In March of 2018, Danny Ray Thomas was killed at a Houston intersection while caught in the middle of a mental health crisis. Shortly after his killing, video emerged online showing Danny Ray Thomas in the final moments of his life: unarmed, hands by his sides, pants around his ankles, visibly hurting and in need of help. You may know his name: it was emblazoned across Washington Post headlines for days, made even more upsetting by the fact that he was killed less than a week after Stephon Clark, another unarmed Black man, was shot by cops in Sacramento. Or maybe the names have started to blur together. The endless waves of death after death wear on us. The headlines—”Unarmed Black Man Shot and Killed in Houston, in St. Louis, in Minneapolis”—start to sound the same, and our fury breaks down under the weight of itself. Rage eventually turns into weariness. Remembering the individual victims becomes so much harder.
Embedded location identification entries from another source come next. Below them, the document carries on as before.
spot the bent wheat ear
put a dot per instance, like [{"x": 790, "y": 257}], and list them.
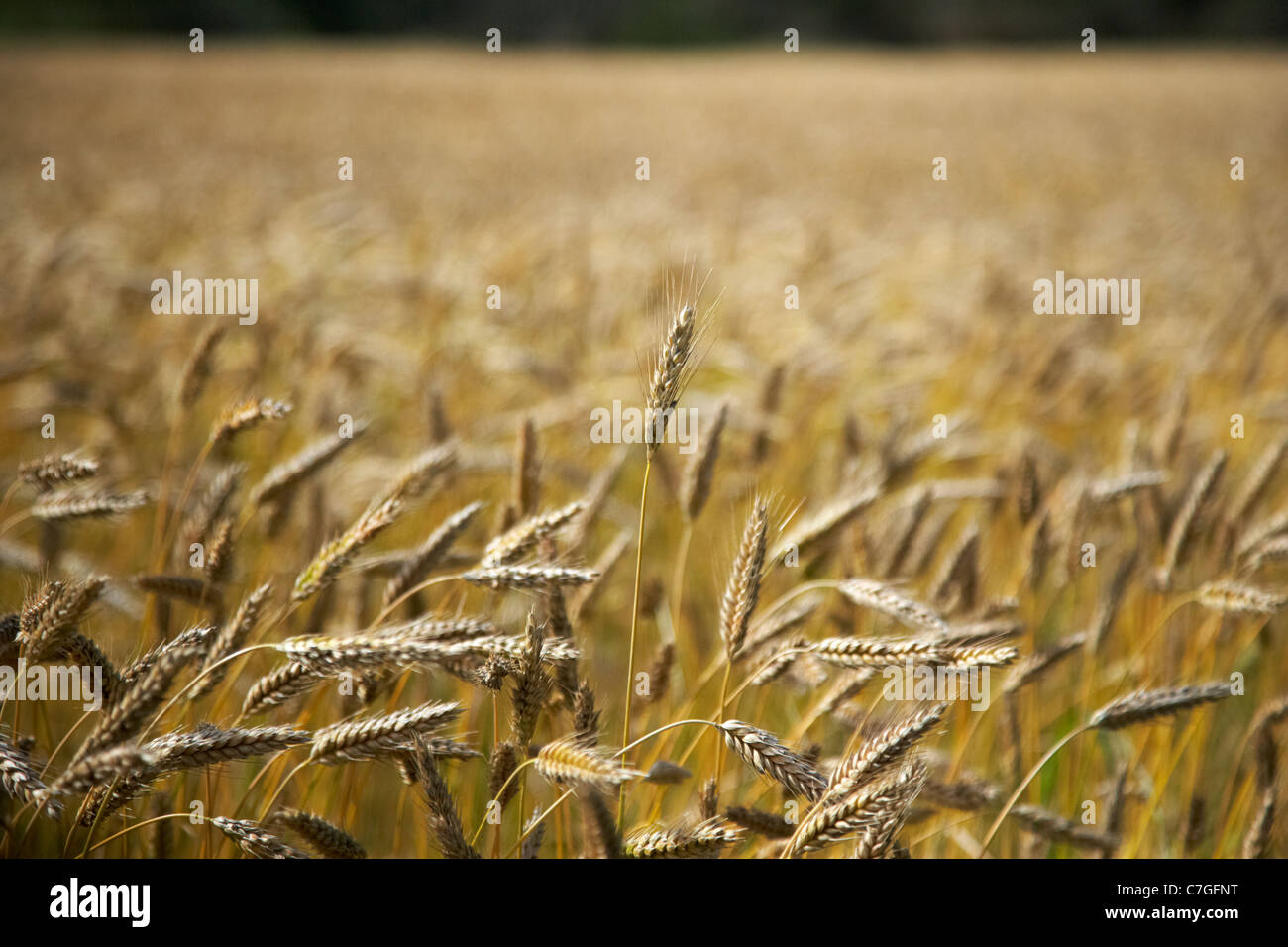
[
  {"x": 335, "y": 556},
  {"x": 1142, "y": 706},
  {"x": 286, "y": 476},
  {"x": 887, "y": 600},
  {"x": 254, "y": 840},
  {"x": 246, "y": 415},
  {"x": 279, "y": 685},
  {"x": 871, "y": 814},
  {"x": 378, "y": 736},
  {"x": 20, "y": 779},
  {"x": 528, "y": 577},
  {"x": 323, "y": 838},
  {"x": 881, "y": 751},
  {"x": 515, "y": 543},
  {"x": 72, "y": 504},
  {"x": 429, "y": 554},
  {"x": 47, "y": 618},
  {"x": 230, "y": 639},
  {"x": 706, "y": 840},
  {"x": 743, "y": 586},
  {"x": 1059, "y": 828},
  {"x": 55, "y": 471},
  {"x": 1232, "y": 596},
  {"x": 571, "y": 762},
  {"x": 99, "y": 767},
  {"x": 443, "y": 817},
  {"x": 763, "y": 751}
]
That weariness is normal. It’s part of human nature. But for the sake of those who are killed each day—for the sake of Danny Ray Thomas—it’s so important to fight against it.
Danny Ray Thomas was 34 years old. Two years earlier, his wife killed their two children by drowning them and hiding their bodies under a neighbor’s house. Danny struggled with substance abuse. He struggled with mental illness. He struggled with the unimaginable grief that comes with losing your children at the hands of someone you love, and who was supposed to love them, too.
On the day of his killing, Danny Ray Thomas stood at an intersection in intense mental distress. Witnesses say he was talking to himself and hitting passing cars. Cameron Brewer, the deputy who would kill him, approached while Danny was involved in an altercation with the driver of one of those cars. Danny had no weapon. Brewer had a gun and a Taser. Deputies in Harris County had been trained in the use of nonlethal force, in de-escalation in cases of mental health crises.
Danny Ray Thomas needed help. He needed the love and empathy that we expect while caught in the midst of our own suffering. He received none of that—not from Brewer, at least.
Twitter pundits often look for any indication of imperfection—any proof that the victim was “no angel,” that they had it coming. Anything that will uphold their belief that police violence should be a state-sanctioned response to mental illness or suffering, especially for Black men. And for those people, Danny Ray Thomas may indeed be proof positive. He had a criminal background: three years in prison for drug possession. There he was, on camera, pants around his ankles.
These people forget—or ignore—that none of the above is deserving of death. Danny Ray Thomas was a person. He laughed, loved, suffered. He was worthy and deserving of kindness, empathy, respect. He was unarmed. He needed help. He was killed on camera because a police officer decided to instead use a gun.